# Shared utils 

This document explains each section of `src/shared_utils.py`. The module provides functions used by both training semi-final.ipynb and live-predictions real_time_inference.py: candle aggregation, feature generation, and a UDF to extract the UP-class probability from Spark ML output.

## Imports

PySpark SQL (Window, column functions, types), ML feature (VectorAssembler), and reduce for building expressions.  
col, lag, lead, when, unix_timestamp, floor, lit, first, last, max as _max, min as _min, sum as _sum, pow, sqrt, avg, abs as sabs, greatest, udf are aliased to avoid shadowing Python built-ins.

In [None]:
from pyspark.sql import Window
from pyspark.sql.functions import (
    col, lag, lead, when, unix_timestamp, floor, lit,
    first, last, max as _max, min as _min, sum as _sum,
    pow, sqrt, avg, abs as sabs, greatest, udf
)
from pyspark.sql.types import DoubleType
from pyspark.ml.feature import VectorAssembler
from functools import reduce

## `extract_prob_udf`

Spark ML classification models output a probability vector; for binary classification the second element is the probability of the positive class. This UDF takes that vector and returns that value as a Double, or 0.5 if the vector is null. Used in inference to get rf_prob, gbt_prob, lr_prob, and final_prob.

In [None]:
extract_prob_udf = udf(lambda v: float(v[1]) if v is not None else 0.5, DoubleType())

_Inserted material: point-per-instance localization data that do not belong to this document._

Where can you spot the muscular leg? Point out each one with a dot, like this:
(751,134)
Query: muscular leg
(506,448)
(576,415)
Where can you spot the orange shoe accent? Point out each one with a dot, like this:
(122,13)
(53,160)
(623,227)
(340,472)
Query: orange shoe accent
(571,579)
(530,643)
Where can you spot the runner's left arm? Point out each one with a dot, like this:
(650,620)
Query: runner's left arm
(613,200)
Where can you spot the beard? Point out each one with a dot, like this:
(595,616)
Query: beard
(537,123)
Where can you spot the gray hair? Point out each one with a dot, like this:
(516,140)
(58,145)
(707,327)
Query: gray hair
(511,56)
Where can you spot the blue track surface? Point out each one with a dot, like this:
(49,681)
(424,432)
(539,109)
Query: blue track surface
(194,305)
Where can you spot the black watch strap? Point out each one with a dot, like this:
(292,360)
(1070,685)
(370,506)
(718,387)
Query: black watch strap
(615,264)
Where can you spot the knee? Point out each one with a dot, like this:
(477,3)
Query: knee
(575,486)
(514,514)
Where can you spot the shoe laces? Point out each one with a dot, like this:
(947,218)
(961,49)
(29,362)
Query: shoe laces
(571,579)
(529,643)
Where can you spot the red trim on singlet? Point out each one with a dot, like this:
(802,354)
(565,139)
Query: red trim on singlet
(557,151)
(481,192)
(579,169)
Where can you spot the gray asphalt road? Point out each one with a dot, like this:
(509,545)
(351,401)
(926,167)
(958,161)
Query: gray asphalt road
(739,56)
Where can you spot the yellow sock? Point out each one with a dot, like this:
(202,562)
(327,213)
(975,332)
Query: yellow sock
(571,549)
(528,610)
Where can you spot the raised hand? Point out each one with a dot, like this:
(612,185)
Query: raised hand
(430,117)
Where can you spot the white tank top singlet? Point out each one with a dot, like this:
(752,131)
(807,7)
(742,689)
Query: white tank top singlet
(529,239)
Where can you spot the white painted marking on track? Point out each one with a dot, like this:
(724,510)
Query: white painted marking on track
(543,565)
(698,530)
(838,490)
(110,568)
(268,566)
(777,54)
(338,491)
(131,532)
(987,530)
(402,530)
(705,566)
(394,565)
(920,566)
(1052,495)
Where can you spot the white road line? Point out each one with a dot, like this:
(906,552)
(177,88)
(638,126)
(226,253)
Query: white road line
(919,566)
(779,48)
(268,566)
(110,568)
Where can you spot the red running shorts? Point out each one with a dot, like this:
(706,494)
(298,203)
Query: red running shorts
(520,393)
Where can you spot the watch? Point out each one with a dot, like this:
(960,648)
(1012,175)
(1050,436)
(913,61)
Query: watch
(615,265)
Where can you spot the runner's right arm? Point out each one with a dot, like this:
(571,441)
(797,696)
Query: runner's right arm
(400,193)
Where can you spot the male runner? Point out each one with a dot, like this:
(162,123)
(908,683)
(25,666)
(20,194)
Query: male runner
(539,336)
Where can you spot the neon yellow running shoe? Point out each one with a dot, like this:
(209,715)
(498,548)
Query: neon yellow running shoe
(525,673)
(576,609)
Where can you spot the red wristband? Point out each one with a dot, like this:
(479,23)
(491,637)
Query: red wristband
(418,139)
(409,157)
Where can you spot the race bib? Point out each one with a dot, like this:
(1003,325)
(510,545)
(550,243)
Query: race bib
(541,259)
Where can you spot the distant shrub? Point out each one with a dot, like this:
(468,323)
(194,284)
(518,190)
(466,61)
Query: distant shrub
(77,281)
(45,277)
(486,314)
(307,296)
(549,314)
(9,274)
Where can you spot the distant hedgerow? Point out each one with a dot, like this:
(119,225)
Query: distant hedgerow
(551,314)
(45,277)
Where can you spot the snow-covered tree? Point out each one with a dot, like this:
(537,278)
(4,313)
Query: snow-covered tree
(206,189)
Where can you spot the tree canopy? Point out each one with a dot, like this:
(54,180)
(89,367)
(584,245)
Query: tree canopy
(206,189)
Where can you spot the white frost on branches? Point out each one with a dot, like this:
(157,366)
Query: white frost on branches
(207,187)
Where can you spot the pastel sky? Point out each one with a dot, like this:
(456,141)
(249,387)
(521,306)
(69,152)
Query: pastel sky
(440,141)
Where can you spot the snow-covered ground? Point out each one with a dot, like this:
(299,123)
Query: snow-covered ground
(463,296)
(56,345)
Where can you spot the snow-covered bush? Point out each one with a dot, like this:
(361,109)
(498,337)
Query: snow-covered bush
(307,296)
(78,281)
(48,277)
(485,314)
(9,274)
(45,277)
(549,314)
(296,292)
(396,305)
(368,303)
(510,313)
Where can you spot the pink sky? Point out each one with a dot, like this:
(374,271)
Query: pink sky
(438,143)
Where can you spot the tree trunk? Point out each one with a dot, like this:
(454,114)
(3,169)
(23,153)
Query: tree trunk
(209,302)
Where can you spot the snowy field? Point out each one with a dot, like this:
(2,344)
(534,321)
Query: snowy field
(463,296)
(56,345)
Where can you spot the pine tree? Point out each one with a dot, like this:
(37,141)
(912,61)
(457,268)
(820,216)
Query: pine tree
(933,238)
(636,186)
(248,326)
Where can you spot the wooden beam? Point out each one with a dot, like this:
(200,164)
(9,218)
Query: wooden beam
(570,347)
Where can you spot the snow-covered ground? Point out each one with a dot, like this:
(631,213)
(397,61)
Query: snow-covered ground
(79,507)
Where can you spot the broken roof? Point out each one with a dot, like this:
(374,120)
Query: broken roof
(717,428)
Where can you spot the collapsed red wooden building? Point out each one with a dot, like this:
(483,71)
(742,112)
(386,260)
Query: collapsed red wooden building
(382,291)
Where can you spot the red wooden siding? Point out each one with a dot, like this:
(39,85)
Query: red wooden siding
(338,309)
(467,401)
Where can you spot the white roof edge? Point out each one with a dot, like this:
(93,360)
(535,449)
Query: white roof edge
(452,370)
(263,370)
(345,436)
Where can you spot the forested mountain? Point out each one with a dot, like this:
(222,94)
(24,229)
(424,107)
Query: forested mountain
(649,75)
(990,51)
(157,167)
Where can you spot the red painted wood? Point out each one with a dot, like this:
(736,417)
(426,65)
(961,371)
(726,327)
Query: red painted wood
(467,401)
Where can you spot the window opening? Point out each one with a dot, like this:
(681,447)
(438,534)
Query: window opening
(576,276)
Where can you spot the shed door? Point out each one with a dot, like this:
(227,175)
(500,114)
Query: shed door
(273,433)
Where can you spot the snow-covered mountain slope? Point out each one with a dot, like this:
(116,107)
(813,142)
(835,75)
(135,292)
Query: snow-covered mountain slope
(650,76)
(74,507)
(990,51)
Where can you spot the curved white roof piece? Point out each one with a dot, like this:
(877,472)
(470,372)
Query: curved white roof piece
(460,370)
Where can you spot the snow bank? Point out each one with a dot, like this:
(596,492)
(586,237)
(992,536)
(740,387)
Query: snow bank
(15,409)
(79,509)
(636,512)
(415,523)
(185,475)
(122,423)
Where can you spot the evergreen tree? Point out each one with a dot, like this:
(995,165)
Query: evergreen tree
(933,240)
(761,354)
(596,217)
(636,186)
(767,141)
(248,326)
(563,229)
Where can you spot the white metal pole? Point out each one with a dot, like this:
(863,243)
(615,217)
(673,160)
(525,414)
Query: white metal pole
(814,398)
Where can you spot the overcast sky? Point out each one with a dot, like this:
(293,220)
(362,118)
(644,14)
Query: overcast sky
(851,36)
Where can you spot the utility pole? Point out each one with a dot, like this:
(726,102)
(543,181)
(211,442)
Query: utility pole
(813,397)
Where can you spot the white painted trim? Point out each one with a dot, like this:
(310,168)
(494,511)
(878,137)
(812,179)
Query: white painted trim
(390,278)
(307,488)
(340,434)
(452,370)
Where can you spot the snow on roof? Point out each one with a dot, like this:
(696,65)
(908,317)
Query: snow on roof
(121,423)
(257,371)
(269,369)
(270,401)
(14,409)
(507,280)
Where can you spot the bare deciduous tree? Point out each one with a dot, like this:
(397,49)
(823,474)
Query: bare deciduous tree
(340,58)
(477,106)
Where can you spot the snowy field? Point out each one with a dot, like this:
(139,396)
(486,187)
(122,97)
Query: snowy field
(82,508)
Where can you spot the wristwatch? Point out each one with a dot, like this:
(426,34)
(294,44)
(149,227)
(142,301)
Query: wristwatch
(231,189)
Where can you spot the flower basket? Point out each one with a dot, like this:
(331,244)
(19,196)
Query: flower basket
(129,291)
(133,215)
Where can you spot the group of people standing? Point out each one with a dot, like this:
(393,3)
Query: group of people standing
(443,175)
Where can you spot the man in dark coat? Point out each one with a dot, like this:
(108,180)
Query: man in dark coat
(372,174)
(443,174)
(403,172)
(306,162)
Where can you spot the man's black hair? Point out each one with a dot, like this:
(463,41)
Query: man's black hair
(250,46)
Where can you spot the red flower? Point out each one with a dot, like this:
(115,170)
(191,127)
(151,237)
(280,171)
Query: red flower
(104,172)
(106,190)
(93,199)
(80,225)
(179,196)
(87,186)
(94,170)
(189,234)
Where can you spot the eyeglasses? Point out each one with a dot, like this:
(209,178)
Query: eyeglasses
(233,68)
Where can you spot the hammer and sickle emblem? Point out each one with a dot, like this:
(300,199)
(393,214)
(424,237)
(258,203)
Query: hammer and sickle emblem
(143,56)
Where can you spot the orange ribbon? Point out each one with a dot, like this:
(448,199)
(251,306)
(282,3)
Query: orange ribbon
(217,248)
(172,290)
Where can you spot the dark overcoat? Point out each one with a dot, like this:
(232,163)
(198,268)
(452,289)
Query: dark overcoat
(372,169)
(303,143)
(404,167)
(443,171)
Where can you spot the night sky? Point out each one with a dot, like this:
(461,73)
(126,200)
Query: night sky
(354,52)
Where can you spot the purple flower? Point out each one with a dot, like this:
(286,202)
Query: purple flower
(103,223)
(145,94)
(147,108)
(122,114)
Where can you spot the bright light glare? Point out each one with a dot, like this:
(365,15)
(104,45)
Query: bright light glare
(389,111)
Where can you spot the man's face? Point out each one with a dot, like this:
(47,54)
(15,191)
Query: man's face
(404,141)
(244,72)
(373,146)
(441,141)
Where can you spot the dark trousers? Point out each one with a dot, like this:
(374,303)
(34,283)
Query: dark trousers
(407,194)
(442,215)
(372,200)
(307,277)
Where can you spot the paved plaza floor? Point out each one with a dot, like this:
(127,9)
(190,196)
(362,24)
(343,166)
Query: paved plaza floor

## `aggregate_candles` — Timestamp handling

Aggregates smaller-timeframe candles (1m) into larger buckets (30m). First we need a single time representation: training data often has open_time as TimestampType, while streaming sends unix milliseconds. So we check the column type and add open_time_ms either by converting the timestamp or by using the column itself.

In [None]:
def aggregate_candles(df, candle_minutes=30):
    from pyspark.sql.types import TimestampType

    open_time_type = df.schema["open_time"].dataType

    if isinstance(open_time_type, TimestampType):
        df = df.withColumn("open_time_ms", unix_timestamp(col("open_time")) * 1000)
    else:
        df = df.withColumn("open_time_ms", col("open_time"))

---

## `aggregate_candles` — Bucketing and aggregation

Time is bucketed by integer division by the interval length in milliseconds, then multiplied back so the bucket is the interval start. We decided to group this bucket by symbol and aggregate: first open, max high, min low, last close, and sums for volume, number_of_trades, and taker_buy_quote_asset_volume. The result is ordered by symbol and open_time. The column is renamed back to open_time for downstream use.

In [None]:
    df = df.withColumn(
            "time_bucket",
            floor(col("open_time_ms") / lit(candle_minutes * 60 * 1000))
            * lit(candle_minutes * 60 * 1000)
        )

        df = df.groupBy("symbol", "time_bucket").agg(
            first("open").alias("open"),
            _max("high").alias("high"),
            _min("low").alias("low"),
            last("close").alias("close"),
            _sum("volume").alias("volume"),
            _sum("number_of_trades").alias("number_of_trades"),
            _sum("taker_buy_quote_asset_volume").alias("taker_buy_quote_asset_volume")
        ).withColumnRenamed("time_bucket", "open_time").orderBy("symbol", "open_time")

        return df

## `generate_features` — Windows and lag config

Feature-generation implies two window specs partition by symbol and order by open_time. Lag configuration specifies which columns get which lags: e.g. high lags 1–6, close lags 1–lookback, open 3/5/6, number_of_trades and taker_buy_quote_asset_volume 1–3. These lags are the base for many derived features.

In [None]:
def generate_features(df, dataset_name="", lookback=20, generate_label=True):
    print(f"Start feature generation for {dataset_name}")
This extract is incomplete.